I buy the cans of cooked chicken at Costco*, break it into small pieces and dehydrate.
It’s not the best stuff, but because I don’t cook my meals on the trail I need the chicken to be a bit more soft than if I cooked the meat myself. You could probably use the $5 rotisserie chicken, too, but I find that the stuff they use in the cooking process doesn’t suit me. Might be the potato starch.
The chicken will usually cook in about 11-12 hours on the Meat setting, depending on how well you break the pieces up.
Check on it then and break up any larger pieces to see if they are dry inside. Continue drying a few more hours if you find any pieces still white/pink inside (not dry).
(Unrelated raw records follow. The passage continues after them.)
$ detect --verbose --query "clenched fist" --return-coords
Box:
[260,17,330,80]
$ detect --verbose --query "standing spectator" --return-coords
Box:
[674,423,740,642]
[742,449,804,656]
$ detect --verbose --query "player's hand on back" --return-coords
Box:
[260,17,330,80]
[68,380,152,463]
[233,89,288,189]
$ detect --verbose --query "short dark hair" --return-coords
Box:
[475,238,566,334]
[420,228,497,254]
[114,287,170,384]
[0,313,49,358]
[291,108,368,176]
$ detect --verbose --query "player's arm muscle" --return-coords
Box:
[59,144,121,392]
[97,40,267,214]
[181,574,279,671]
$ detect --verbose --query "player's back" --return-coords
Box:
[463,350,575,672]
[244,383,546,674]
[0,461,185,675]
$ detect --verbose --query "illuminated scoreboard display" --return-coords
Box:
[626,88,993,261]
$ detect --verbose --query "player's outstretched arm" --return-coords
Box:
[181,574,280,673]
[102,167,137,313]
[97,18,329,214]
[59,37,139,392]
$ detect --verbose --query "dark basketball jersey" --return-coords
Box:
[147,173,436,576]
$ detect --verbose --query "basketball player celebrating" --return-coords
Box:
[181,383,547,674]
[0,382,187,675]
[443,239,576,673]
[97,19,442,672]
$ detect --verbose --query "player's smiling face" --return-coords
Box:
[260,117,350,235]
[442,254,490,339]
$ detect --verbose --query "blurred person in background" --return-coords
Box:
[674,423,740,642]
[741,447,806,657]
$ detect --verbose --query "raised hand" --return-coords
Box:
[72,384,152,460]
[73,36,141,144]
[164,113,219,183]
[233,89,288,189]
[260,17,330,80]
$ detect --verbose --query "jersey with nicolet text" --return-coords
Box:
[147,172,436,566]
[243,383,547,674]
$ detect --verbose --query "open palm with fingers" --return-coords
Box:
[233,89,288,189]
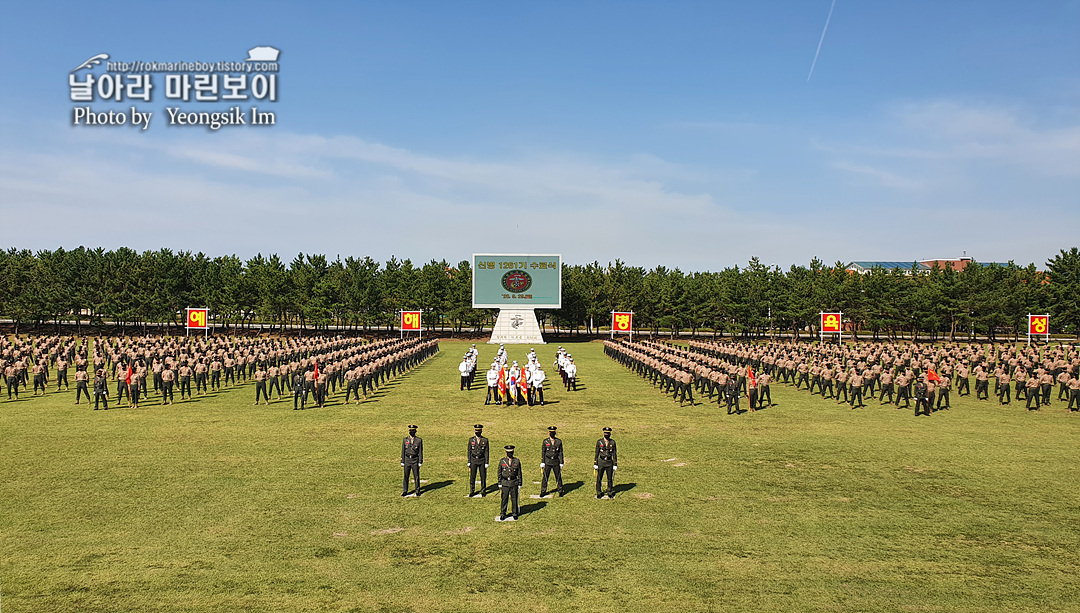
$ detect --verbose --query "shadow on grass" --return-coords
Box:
[563,481,585,495]
[420,479,454,494]
[517,501,548,515]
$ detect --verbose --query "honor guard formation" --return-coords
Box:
[604,340,1080,416]
[466,345,578,407]
[401,424,619,521]
[0,336,438,410]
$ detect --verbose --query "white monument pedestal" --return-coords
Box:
[487,309,544,344]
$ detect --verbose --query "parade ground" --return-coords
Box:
[0,336,1080,612]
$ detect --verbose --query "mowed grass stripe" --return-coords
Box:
[0,341,1080,611]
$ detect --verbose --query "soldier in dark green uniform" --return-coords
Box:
[402,425,423,498]
[465,424,490,498]
[499,445,522,521]
[540,425,565,498]
[593,427,619,500]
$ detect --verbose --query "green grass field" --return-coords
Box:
[0,342,1080,613]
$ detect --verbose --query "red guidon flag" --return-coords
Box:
[402,311,420,330]
[1027,315,1050,335]
[821,313,841,332]
[188,309,206,329]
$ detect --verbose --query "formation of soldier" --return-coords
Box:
[401,424,619,521]
[605,340,1080,416]
[0,336,438,410]
[470,345,577,407]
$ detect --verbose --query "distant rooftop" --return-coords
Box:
[848,256,1009,274]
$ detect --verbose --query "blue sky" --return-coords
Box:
[0,0,1080,270]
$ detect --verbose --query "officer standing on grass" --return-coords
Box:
[402,425,423,498]
[465,424,490,498]
[94,369,109,411]
[540,425,565,498]
[499,445,523,521]
[593,427,619,500]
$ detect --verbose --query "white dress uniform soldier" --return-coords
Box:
[484,362,502,405]
[593,427,619,499]
[540,425,566,498]
[465,424,490,498]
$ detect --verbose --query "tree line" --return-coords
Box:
[0,247,1080,339]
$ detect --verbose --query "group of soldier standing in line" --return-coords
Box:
[605,340,1080,416]
[0,336,438,410]
[458,344,578,407]
[401,424,619,521]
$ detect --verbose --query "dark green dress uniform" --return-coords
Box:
[402,425,423,496]
[499,445,523,519]
[593,427,619,498]
[540,426,566,498]
[465,424,490,496]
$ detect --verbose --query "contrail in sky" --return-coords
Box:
[807,0,836,83]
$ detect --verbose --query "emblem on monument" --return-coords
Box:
[502,270,532,292]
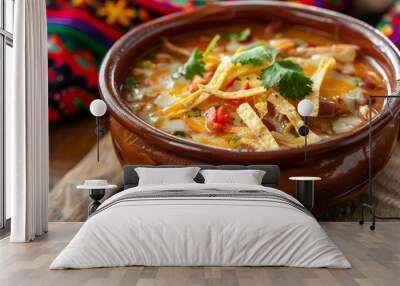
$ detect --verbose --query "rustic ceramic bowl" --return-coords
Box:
[100,1,400,214]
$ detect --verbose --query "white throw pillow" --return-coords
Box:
[135,167,200,186]
[200,169,265,185]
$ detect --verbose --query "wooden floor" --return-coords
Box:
[0,222,400,286]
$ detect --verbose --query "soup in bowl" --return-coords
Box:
[120,24,388,152]
[99,1,400,213]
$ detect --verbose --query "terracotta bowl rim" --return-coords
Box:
[99,1,400,160]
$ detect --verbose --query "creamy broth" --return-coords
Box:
[121,22,387,152]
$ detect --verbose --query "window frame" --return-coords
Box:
[0,0,15,232]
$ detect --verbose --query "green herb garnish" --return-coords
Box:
[232,46,278,66]
[172,35,221,80]
[174,130,186,138]
[226,28,251,42]
[294,39,305,46]
[188,108,201,118]
[123,76,138,89]
[203,35,221,58]
[183,48,206,80]
[261,60,312,100]
[227,135,242,144]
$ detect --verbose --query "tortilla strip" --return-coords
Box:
[290,44,359,63]
[236,102,279,150]
[306,56,336,117]
[267,92,320,143]
[163,58,233,118]
[200,86,266,99]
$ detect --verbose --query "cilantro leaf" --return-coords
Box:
[232,46,278,66]
[227,135,242,144]
[261,60,312,100]
[226,28,251,42]
[279,72,312,100]
[203,34,221,58]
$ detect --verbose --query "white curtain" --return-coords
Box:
[6,0,49,242]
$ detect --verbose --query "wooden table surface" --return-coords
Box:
[0,222,400,286]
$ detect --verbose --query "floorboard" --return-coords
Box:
[0,222,400,286]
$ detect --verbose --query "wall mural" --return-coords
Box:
[47,0,400,221]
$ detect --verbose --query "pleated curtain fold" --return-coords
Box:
[5,0,49,242]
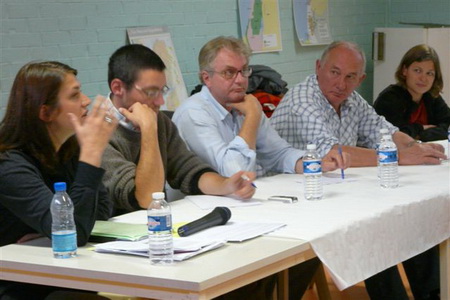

After the meat is dried thoroughly, I put it in the food processor to make the pieces even smaller and easier to rehydrate with cold water.
Truth is, I don’t usually measure and just divide up by sight. Don’t be afraid to experiment with the ratios to suit you. One serving might look something like:
- 1/2 cup dried cabbage
- 1/8 cup kale
- 1/8 cup almond slivers
- 1/8 cup chicken (or other protein source)
- A generous pinch each of ginger, green onion and sesame seeds
I get my oil and vinegar packets at Minimus. Someday I hope to find ACV packets because I’m not brave enough to carry that stuff in a bottle! Just what I would need, to add the smell of vinegar in my pack to a few days of trail stink. Actually, the vinegar might smell better. Hmmm…
When I am ready to eat it on the trail, I simply put in enough water to cover and let it sit for an hour or so. This coleslaw meal here is one I made last year stored in my fridge and it was just as good today as it was when I first made it! I had it today for lunch at work.
I imagine you could take the ingredients for this coleslaw into the wild without dehydrating them and they would be good for a couple of days.
I also toss this up fresh for lunch in my off-trail life. If making it to eat at home or you want to carry oil in a bottle, sesame seed oil tastes even better than the olive oil. Super delish.
There’s no excuse not to get your veggies while backpacking, even on long trips. Adding things like dehydrated cabbage to meals (even those Mountain House ones) is a great way to do it. Veg on!
If you are new to dehydrating or want more information, especially if you need your meals to last more than a month without refrigeration, please visit my Dehydrating 101 page to find out how to do it safely!
*For some reason I was looking at the Costco chicken label again this week (6/6/2017) and noticed it had modified food starch. Obviously something to avoid normally but it’s hard to find canned chicken without some kind of additives. I don’t remember it being on there in the past but it may have. Everything I find online says it contain gluten but you should do your own research to make sure.